Les citoyens issus des centres jeunesse ont une espérance de vie moindre. « Les éléments adverses accumulés en bas âge font baisser l’espérance de vie en bonne santé », a expliqué le Dr Lambert aux membres de la commission. Ils vivent jusqu’à dix ans de moins que dans la population en général, affirme le médecin.

La Dre Anne-Chloé Bissonnette renchérit et va plus loin encore. Pour ces enfants, dans le système actuel au Québec, il s’avère très difficile d’obtenir tous les renseignements médicaux qui seraient nécessaires pour obtenir un portrait complet de leur situation. Il n’existe pas de dossier médical centralisé pour ces enfants, si bien qu’un médecin doit d’abord contacter souvent quatre ou cinq institutions afin de rassembler des éléments disparates, sans pour autant être assuré d’avoir un portrait complet. Pourquoi ? Parce que dans bien des cas, même les évaluations de base n’ont pas été réalisées. « Des jeunes de 16 ans qui ont un niveau de secondaire 1, mais qui n’ont jamais eu d’évaluation […], ni les services nécessaires » pour les aider sont des cas assez fréquents, dit-elle. « À̀ notre connaissance, il n’y a que le centre jeunesse de Montréal — institut universitaire qui a des infirmières disponibles pour soutenir les équipes d’évaluation. »

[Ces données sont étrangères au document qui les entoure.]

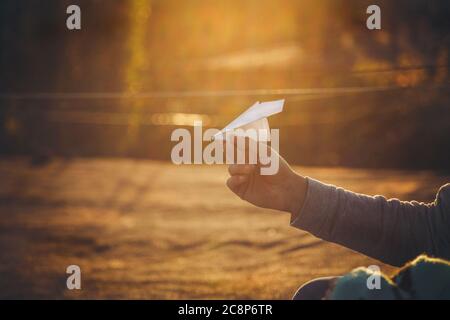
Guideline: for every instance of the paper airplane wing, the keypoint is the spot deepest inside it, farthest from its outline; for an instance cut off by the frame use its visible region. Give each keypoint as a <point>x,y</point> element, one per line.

Le suivi médical des jeunes à la suite de leur sortie des centres de réadaptation ou à l’atteinte de leur majorité légale fait aussi défaut. Faute de liaisons entre les services à l’interne et les services communautaires, « les jeunes se retrouvent donc souvent sans services alors qu’ils en ont ardemment besoin vu leur vulnérabilité inhérente ».

L’urgence d’agir en amont

Les répercussions sociales de tout cela s’avèrent importantes. Pour les contrer, il faut que ces jeunes « extrêmement vulnérables » bénéficient de « plus d’attention, plus de services et, conséquemment, plus de financement », ont répété les représentants du Regroupement des médecins et infirmières en centres jeunesse dans un des témoignages les plus vibrants de cette journée d’audience hors norme.

Pour y parvenir, il faut notamment intervenir mieux et plus vite en amont, affirme pour sa part devant la commission l’Institut national d’excellence en santé et en services sociaux (INESSS). « Le lien largement documenté entre la pauvreté et la négligence et certaines évidences montrant que l’amélioration des ressources matérielles des familles diminue la maltraitance », militent notamment en faveur d’un soutien économique aux familles, à un accès à des logements abordables et à une sécurité alimentaire.